The LSN, whose members train around 40% of all HGV drivers each year, is warning that the decision will add thousands more delayed tests to the existing backlog of 20,000 delayed HGV tests created by the previous lockdown and exacerbate the HGV driver shortage in the middle of the logistics industry’s peak period.

In a letter sent to DVSA chief executive Gareth Llewellyn, the LSN calls for the suspension of testing and training to be reversed “immediately”.

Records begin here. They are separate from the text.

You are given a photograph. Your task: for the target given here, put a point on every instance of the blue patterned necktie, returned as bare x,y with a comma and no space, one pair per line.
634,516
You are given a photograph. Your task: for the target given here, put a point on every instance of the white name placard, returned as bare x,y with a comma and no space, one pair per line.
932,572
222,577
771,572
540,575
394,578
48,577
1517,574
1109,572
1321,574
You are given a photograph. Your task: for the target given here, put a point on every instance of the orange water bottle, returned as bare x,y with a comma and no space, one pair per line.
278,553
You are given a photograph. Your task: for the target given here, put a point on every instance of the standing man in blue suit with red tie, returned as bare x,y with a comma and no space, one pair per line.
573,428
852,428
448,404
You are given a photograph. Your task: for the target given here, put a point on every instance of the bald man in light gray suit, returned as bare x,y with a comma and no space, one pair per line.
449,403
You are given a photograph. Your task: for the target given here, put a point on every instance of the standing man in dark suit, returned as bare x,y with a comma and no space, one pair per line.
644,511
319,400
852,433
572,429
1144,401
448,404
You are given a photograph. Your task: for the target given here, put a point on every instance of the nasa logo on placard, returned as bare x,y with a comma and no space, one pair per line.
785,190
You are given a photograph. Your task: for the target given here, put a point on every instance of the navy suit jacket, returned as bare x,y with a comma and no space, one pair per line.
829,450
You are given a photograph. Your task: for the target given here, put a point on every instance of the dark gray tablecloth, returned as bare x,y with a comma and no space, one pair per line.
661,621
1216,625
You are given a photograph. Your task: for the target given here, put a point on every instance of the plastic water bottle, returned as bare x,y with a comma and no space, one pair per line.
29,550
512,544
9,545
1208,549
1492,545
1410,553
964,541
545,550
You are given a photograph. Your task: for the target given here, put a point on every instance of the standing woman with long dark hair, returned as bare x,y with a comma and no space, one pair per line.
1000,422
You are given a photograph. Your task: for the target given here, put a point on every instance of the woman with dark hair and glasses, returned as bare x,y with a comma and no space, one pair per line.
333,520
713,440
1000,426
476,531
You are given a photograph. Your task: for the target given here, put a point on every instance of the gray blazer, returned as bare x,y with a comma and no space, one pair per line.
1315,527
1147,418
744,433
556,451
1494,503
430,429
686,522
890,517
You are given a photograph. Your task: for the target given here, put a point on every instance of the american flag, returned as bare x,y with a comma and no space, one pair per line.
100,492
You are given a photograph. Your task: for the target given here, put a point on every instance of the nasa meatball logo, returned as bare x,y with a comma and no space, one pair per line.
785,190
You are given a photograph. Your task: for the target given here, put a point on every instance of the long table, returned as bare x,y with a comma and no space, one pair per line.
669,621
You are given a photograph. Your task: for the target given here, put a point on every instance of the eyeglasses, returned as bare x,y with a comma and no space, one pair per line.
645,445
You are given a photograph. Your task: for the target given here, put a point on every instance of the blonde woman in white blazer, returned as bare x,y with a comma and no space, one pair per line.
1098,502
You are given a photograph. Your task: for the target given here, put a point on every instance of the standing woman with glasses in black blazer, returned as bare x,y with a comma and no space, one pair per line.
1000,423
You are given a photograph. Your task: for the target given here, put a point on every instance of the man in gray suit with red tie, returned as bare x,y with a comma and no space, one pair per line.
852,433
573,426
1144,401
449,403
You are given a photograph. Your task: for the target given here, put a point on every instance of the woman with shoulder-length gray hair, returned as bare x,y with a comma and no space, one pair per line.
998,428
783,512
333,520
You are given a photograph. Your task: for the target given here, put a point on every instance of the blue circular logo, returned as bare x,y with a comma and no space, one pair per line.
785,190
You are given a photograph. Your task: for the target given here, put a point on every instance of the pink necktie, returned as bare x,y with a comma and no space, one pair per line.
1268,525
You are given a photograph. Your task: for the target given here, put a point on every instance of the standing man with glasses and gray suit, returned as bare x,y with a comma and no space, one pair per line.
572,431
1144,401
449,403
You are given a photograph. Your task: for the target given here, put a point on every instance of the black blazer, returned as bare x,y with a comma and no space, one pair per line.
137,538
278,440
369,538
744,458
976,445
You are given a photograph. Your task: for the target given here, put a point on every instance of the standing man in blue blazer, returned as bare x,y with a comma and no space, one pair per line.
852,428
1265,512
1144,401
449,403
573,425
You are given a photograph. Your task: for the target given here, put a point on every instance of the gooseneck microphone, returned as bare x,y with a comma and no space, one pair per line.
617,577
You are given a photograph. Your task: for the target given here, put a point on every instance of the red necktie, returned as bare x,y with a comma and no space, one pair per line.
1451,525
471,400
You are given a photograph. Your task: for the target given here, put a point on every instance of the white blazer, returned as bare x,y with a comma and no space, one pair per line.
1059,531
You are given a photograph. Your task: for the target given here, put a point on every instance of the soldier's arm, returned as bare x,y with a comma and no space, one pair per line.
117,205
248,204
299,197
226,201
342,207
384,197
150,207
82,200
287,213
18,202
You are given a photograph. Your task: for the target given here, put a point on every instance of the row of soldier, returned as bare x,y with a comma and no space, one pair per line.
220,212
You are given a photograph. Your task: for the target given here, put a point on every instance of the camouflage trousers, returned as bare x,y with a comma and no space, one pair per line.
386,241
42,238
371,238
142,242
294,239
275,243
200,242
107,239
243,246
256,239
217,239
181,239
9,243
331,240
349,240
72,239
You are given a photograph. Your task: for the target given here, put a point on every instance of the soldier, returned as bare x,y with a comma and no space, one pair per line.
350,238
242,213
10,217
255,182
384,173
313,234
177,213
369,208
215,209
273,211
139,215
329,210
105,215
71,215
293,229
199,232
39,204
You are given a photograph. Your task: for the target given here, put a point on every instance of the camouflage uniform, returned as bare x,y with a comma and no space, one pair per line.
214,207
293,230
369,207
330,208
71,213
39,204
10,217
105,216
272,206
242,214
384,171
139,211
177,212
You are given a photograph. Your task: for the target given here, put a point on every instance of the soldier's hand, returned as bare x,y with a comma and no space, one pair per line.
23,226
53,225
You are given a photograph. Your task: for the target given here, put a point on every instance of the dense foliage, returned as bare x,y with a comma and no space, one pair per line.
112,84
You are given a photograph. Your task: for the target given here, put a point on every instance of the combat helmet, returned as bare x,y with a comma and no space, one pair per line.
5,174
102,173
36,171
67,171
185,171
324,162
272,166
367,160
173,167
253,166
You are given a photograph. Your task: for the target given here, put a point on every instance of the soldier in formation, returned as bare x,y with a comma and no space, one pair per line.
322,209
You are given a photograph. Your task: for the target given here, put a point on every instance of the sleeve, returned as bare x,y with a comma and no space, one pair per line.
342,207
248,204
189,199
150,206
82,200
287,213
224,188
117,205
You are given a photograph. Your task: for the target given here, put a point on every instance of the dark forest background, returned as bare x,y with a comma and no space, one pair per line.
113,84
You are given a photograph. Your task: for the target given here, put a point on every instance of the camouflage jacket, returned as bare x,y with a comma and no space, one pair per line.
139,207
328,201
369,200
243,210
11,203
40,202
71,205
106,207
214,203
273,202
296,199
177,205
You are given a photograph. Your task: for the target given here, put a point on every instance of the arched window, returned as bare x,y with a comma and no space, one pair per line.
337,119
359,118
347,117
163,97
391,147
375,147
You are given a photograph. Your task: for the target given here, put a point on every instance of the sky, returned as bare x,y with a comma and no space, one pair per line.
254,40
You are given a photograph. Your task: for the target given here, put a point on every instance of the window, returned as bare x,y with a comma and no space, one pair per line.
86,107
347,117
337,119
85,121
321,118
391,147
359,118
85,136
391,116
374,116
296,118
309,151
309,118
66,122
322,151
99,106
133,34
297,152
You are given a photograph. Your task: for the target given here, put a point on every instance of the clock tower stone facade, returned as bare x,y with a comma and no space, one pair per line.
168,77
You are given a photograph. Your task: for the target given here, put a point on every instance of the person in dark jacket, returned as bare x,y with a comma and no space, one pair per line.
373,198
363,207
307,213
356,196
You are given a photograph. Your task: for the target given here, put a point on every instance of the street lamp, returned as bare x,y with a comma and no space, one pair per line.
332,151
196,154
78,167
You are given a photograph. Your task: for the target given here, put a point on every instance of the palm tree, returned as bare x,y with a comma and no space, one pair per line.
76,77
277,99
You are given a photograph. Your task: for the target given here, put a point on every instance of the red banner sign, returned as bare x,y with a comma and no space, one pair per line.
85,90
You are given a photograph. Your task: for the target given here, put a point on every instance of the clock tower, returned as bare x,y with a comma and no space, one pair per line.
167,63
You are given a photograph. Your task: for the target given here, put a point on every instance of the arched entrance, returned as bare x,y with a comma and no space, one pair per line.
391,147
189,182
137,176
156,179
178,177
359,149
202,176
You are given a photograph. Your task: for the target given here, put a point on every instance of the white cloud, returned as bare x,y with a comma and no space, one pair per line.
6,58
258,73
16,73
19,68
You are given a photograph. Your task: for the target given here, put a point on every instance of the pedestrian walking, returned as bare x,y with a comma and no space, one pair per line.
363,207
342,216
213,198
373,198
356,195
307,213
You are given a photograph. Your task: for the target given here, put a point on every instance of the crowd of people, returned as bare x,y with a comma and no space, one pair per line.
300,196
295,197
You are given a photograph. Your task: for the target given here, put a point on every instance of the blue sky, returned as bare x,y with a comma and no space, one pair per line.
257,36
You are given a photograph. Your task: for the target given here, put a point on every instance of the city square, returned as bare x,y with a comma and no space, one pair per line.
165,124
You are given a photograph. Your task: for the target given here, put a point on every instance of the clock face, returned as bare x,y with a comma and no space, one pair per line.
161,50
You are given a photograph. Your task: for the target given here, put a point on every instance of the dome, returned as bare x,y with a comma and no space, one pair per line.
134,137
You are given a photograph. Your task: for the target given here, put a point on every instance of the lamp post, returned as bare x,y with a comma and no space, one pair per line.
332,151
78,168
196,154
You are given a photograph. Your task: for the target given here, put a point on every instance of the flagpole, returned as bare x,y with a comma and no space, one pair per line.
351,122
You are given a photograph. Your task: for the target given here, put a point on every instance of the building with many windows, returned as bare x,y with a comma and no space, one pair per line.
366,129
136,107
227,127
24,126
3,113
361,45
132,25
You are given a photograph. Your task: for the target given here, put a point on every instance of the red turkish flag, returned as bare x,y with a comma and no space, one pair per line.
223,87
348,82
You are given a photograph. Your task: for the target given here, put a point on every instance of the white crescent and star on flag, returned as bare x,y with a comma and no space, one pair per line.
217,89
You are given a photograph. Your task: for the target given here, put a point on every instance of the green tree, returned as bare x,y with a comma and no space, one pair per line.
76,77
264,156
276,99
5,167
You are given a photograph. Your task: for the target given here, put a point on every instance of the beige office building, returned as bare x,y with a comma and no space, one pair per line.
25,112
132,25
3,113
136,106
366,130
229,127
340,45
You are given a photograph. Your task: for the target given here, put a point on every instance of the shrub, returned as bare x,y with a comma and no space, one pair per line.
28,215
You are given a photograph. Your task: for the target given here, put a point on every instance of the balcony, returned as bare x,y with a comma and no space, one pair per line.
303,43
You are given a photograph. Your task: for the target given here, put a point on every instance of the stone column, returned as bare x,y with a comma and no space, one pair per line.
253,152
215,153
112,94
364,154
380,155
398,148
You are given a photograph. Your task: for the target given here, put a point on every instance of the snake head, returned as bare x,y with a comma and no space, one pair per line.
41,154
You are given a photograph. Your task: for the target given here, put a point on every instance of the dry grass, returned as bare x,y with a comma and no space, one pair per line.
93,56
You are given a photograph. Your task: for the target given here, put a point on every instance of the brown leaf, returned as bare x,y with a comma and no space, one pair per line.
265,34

The letter, written by LSN chairman David Coombes, argues that nothing in the Statutory Instrument (SI) regulations approved by Parliament to enable this latest lockdown legally requires HGV driver training and testing to cease.

He adds; “In fact, quite the opposite. The SI makes a specific exception to the lockdown regulations where the purpose is education and training. Clearly the training of vocational drivers falls under this category and is therefore exempt.”

The letter, which has also been copied to DfT minister Baroness Vere of Norbiton and Conservative MP Huw Merriman, also warns of the damage the suspension of HGV training and testing will have on the haulage industry and the wider economy.

Pointing out that the suspension of testing in the first pandemic lockdown had created a backlog of around 20,000 HGV tests, Coombes warns that applying the same suspension across the second lockdown will create a further backlog of around 6,000 HGV tests which, he adds, will have “serious consequences for the economy just when the logistics industry is gearing up for peak. By the end of the four-week lockdown we will have lost the capacity to deliver 40,000 tonnes of food, medicinal supplies and other freight every day.”

The RHA also voiced its concern this week. Tom Cotton, RHA head of policy for England and Wales, said any suspension of HGV driver tests will exacerbate the severe shortage of HGV drivers in the UK.

He said: “When vocational testing is suspended this only compounds the driver shortage in this country, which currently stands at a shortfall of around 60,0000 drivers, and creates additional problems for our members.”

DVSA has yet to respond to a request from motortransport.co.uk for comment.